Des opinions opposées, des peurs communes
Les causes des uns et des autres s'entrechoquent donc. Leurs peurs et leurs sentiments d'expatriés face à la situation syrienne restent pourtant similaires. Tout trois craignent pour leur famille et pour l'avenir de leur pays. " Je sens que je n'ai plus de maison à laquelle revenir quand je ne vais pas bien " explique Chaghaf. Ils se voient contraints de se créer une opinion sur la bases des médias et des idées reflétées par leurs proches restés au pays. "C'est fatigant, on est pas dans la situation mais on souffre quand même".
La principale différence entre la révolution syrienne et les printemps arabes en Tunisie ou Egypte est avant tout la grande diversité de la Syrie. La minorité alaouite au pouvoir rassure les autres minorités. Malgré sa brutalité, le régime syrien permet une certaine stabilité d'entente entre les communautés. " Tout le monde a peur des islamistes explique Naghal. Il ne sont pas un bon présage. Surtout pour nous qui sommes chrétiens. " La crainte d'une hypothétique guerre civile succédant au régime de Bachar Al-Assad est présente dans tous les esprits. Mais si la stabilité est rassurante, l'enlisement de la pauvreté, pour certains, est devenu toxique. " Les gens n'ont plus rien à perdre, ils sont saturés par la misère. C'est ce qui leur donne cette force irrépressible " souli-gne Chaghaf.

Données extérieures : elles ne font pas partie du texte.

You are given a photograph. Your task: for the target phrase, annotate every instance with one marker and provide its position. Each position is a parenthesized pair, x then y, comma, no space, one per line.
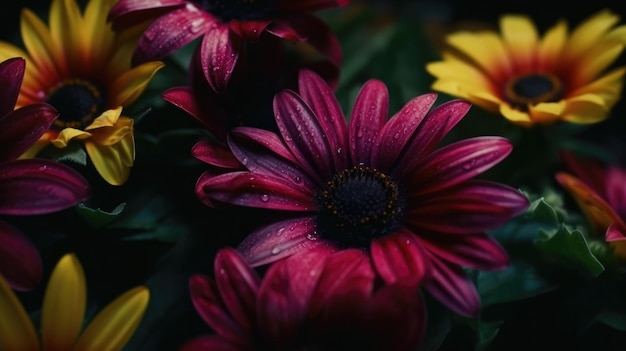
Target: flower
(531,80)
(599,192)
(82,68)
(225,28)
(63,312)
(28,187)
(317,300)
(374,184)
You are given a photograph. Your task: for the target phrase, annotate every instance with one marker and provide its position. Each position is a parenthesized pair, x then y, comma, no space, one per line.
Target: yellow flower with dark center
(79,65)
(532,80)
(63,312)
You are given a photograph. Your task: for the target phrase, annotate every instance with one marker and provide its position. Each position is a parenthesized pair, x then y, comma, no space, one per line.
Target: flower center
(77,101)
(357,205)
(533,88)
(228,10)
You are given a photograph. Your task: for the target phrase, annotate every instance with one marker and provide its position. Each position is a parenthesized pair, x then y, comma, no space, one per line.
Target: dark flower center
(357,205)
(533,88)
(77,101)
(228,10)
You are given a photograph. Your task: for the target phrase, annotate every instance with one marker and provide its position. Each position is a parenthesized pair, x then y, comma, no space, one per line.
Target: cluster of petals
(443,213)
(81,51)
(319,300)
(63,313)
(28,186)
(599,192)
(225,28)
(529,79)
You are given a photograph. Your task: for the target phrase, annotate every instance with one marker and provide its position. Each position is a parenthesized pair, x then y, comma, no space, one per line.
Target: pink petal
(369,115)
(304,136)
(20,263)
(238,285)
(435,126)
(37,186)
(21,128)
(12,74)
(171,32)
(219,52)
(394,136)
(279,240)
(211,343)
(452,287)
(127,13)
(322,101)
(254,190)
(471,207)
(457,162)
(477,251)
(399,258)
(263,152)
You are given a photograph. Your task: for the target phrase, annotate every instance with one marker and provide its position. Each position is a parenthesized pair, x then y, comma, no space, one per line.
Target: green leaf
(98,218)
(570,246)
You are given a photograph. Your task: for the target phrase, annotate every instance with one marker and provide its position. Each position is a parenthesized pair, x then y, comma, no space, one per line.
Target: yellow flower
(531,80)
(63,312)
(82,67)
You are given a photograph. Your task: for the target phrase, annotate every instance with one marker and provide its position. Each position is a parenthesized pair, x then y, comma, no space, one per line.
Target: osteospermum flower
(313,301)
(530,80)
(82,68)
(225,27)
(599,192)
(374,184)
(28,187)
(63,313)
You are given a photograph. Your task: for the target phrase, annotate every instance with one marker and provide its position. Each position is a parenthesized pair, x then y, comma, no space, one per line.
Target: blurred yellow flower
(531,80)
(63,312)
(82,67)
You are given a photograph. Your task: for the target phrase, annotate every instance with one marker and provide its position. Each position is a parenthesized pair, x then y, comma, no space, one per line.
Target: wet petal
(112,327)
(64,304)
(458,162)
(21,128)
(369,115)
(37,186)
(279,240)
(16,329)
(20,262)
(400,128)
(400,258)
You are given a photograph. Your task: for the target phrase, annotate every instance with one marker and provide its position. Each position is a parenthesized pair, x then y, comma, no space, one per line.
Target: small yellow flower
(531,80)
(63,313)
(82,67)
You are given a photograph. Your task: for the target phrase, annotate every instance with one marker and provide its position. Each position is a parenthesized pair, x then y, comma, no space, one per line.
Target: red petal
(400,128)
(369,115)
(400,258)
(458,162)
(37,186)
(21,128)
(12,74)
(20,263)
(219,53)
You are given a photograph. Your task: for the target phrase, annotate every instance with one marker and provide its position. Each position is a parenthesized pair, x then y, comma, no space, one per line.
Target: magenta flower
(314,301)
(28,186)
(225,27)
(374,184)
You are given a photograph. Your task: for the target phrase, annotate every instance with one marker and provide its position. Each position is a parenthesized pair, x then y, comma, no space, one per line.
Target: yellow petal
(113,162)
(67,134)
(115,324)
(43,50)
(17,332)
(520,37)
(64,304)
(129,86)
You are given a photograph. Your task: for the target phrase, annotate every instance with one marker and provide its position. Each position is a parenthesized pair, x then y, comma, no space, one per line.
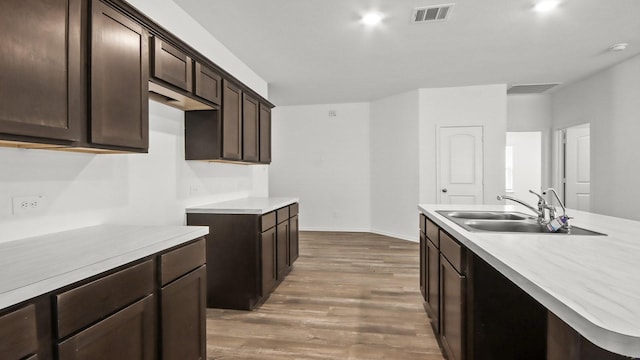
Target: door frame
(438,168)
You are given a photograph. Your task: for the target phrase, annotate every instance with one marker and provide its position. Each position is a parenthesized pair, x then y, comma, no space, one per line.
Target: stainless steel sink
(486,215)
(506,222)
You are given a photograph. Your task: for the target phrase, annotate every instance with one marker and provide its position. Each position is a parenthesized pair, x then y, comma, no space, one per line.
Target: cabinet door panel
(294,249)
(268,259)
(40,68)
(231,124)
(119,80)
(265,134)
(88,303)
(126,335)
(432,282)
(250,130)
(208,84)
(18,334)
(171,65)
(452,316)
(183,317)
(423,264)
(283,249)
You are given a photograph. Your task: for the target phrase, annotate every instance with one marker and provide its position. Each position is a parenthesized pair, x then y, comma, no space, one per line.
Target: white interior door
(460,166)
(578,168)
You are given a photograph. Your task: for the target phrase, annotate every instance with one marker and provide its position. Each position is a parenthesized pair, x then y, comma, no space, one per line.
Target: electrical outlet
(194,189)
(27,204)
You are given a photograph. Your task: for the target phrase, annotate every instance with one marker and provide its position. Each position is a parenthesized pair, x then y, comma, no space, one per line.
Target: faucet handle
(541,200)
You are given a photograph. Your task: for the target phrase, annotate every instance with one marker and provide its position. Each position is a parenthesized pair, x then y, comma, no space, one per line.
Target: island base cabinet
(268,261)
(452,314)
(18,333)
(183,317)
(564,343)
(127,335)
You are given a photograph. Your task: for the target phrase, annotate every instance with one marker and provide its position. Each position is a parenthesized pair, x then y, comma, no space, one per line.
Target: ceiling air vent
(431,13)
(530,89)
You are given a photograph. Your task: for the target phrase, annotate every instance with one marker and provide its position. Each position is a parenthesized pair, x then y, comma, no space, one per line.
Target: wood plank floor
(349,296)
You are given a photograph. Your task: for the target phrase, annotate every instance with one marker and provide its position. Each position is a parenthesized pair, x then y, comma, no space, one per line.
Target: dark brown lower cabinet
(268,261)
(423,265)
(476,312)
(294,243)
(452,311)
(128,334)
(283,248)
(248,255)
(18,333)
(183,313)
(432,283)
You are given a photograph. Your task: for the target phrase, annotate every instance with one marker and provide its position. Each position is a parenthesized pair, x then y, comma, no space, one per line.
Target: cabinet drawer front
(180,261)
(453,251)
(18,336)
(208,84)
(432,232)
(171,65)
(283,214)
(293,209)
(88,303)
(268,221)
(127,334)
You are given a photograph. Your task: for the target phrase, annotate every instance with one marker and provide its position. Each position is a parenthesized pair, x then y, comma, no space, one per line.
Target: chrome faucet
(566,218)
(539,211)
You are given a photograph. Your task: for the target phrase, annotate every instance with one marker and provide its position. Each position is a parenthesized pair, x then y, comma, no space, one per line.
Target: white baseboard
(398,236)
(373,231)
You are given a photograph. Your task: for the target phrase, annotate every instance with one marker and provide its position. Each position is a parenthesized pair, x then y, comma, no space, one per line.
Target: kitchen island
(251,247)
(587,283)
(103,292)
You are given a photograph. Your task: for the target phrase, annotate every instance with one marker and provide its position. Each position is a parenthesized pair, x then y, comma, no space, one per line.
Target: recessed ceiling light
(372,18)
(545,5)
(618,47)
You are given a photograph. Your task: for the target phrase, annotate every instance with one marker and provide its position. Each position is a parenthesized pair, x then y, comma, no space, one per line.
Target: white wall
(464,106)
(325,162)
(527,164)
(86,189)
(609,101)
(394,165)
(532,112)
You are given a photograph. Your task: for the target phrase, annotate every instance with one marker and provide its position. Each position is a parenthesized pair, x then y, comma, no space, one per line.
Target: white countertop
(251,205)
(35,266)
(590,282)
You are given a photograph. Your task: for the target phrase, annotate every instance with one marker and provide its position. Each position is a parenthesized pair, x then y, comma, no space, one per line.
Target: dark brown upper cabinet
(119,80)
(265,134)
(231,121)
(250,129)
(208,83)
(41,90)
(171,65)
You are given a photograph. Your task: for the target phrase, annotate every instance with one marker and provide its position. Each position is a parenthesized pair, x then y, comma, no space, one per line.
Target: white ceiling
(317,51)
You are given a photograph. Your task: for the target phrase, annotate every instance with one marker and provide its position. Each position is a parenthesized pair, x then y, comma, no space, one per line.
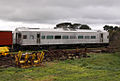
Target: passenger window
(31,37)
(24,36)
(72,37)
(65,37)
(49,37)
(80,37)
(57,37)
(87,37)
(93,37)
(43,37)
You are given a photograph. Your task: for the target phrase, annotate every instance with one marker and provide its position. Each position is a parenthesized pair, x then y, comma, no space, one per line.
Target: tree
(85,27)
(76,26)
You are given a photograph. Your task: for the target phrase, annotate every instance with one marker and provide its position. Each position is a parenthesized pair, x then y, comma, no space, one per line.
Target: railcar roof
(57,30)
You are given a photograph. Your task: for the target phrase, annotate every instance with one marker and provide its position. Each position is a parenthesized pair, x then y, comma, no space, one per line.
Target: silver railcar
(40,37)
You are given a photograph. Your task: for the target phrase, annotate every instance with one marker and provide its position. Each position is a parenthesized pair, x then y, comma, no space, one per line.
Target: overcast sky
(48,13)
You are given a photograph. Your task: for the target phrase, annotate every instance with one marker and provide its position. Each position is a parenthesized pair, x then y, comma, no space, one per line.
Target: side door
(38,38)
(101,37)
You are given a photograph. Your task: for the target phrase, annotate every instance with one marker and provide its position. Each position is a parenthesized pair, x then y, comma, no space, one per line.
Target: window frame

Lorsque la jeune femme regarde vers le futur, elle doute. " La situation va mettre beaucoup de temps à évoluer. Les gens sont fatigués. La révolution a pris un nouveau style. Elle stagne. Il y a environ 30 morts chaque jours. Ca fait peur de penser qu'on pourrait avoir payé aussi cher pour rien. Mais on garde quand même confiance en la cause syrienne."